Als Grundlage soll die dritte Stellungnahme und Empfehlung der Regierungskommission dienen, wonach Versorgungsstufen (sog. Level) erarbeitet wurden sowie ein System von 128 Leistungsgruppen mit Strukturvorgaben und detaillierten Definitionen. Die bisherige Vergütung der Krankenhäuser – überwiegend über Fallpauschalen (DRGs) – soll deutlich modifiziert werden.

 

Insoweit befindet sich das DRG-System nicht nur auf dem Prüfstand, sondern im Umbruch und das ist der Weg, den wir einschlagen müssen, um unsere Krankenhausstrukturen zukunftsfest aufzustellen. Neben den grundsätzlichen Reformüberlegungen hat der Bund mehrere gesetzliche Grundlagen geschaffen, die die Krankenhäuser sowohl im Rahmen der Abbrechung der Leistungen als auch im Hinblick auf die Energiekrise kurzfristig unterstützen sollen:

 

In der Umsetzung des Krankenhauspflegeentlastungsgesetzes wurden Regelungen geschaffen für

 

  • die Erbringung und Abrechnung tagesstationärer Behandlungen,
  • eine zusätzliche Finanzierung der Geburtshilfe und auch
  • eine zusätzliche Finanzierung zur Versorgung von Kindern und Jugendlichen.

 

Lassen Sie mich im Einzelnen kurz zu den Regelungen ausführen, um auch hier deutlich zu machen: Es passiert etwas!

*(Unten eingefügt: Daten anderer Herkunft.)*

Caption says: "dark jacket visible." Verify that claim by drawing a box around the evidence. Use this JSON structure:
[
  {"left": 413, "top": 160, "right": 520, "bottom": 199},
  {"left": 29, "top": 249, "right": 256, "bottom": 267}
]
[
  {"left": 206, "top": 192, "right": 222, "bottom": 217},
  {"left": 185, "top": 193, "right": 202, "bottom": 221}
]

Bei den Regelungen zur tagesstationären Behandlung können zugelassene Krankenhäuser in medizinisch geeigneten Fällen, mit Einwilligung des Patienten oder der Patientin, anstelle einer vollstationären Behandlung eine tagesstationäre Behandlung im Krankenhaus erbringen und diese auch abrechnen.

 

Für die zusätzliche Finanzierung der Geburtshilfe werden für die Jahre 2023 und 2024 aus der Liquiditätsreserve des Gesundheitsfonds jeweils insgesamt 108 Millionen Euro entnommen und für die Versorgung bereitgestellt. Die zur Verfügung stehenden Förderbeträge belaufen sich für Sachsen-Anhalt in den genannten Jahren auf jeweils insgesamt 3,24 Millionen Euro. Darüber hinaus werden – ebenfalls in den Jahren 2023 und 2024 – zur zusätzlichen Finanzierung der Versorgung von Kindern und Jugendlichen jeweils Mittel in Höhe von 300 Millionen Euro in Form einer Steigerung um rund zwölf Prozent auf das Erlösbudget von 2019 bereitgestellt.

 

Für Sachsen-Anhalt ergeben sich demgemäß jeweils ca. 9 Millionen Euro. Weiterhin befinden wir uns aktuell in der Umsetzung des Härtefallfonds zum Ausgleich für Steigerungen der Kosten für den Bezug von Erdgas und Strom. Hier setzt der Bund (ergänzend zur allgemeinen Gas- und Strompreisbremse) insgesamt 6 Mrd. Euro für die zusätzliche Entlastung der Krankenhäuser ein. Davon werden 4,5 Mrd. Euro für den individuellen Ausgleich der verbleibenden Differenz zwischen den alten Energiepreisen („Vorkrieg“) und der Energiepreisbremse eingesetzt.

 

Die Krankenhäuser bekommen also die direkten Energiekostenerhöhungen vollständig ausgeglichen. Ergänzend dazu werden aber auch noch 1,5 Mrd. Euro pauschal an die Krankenhäuser zum Ausgleich mittelbarer Kostenerhöhungen ausgezahlt. Die Pauschale wird nach den zu einem Stichtag abgerechneten Betten verteilt.

 

Auf dieser Grundlage wird das Bundesamt für Soziales Sicherung (BAS) am 31.01., am 28.02. und am 31.03. die Mittel ausreichen, so dass an die Krankenhäuser in Sachsen-Anhalt insgesamt rund 45 Mio. Euro ausgezahlt werden. Darüber hinaus wurde die verkürzte gesetzliche Zahlungsfrist von fünf Tagen für Krankenhausrechnungen bis Ende 2023 verlängert.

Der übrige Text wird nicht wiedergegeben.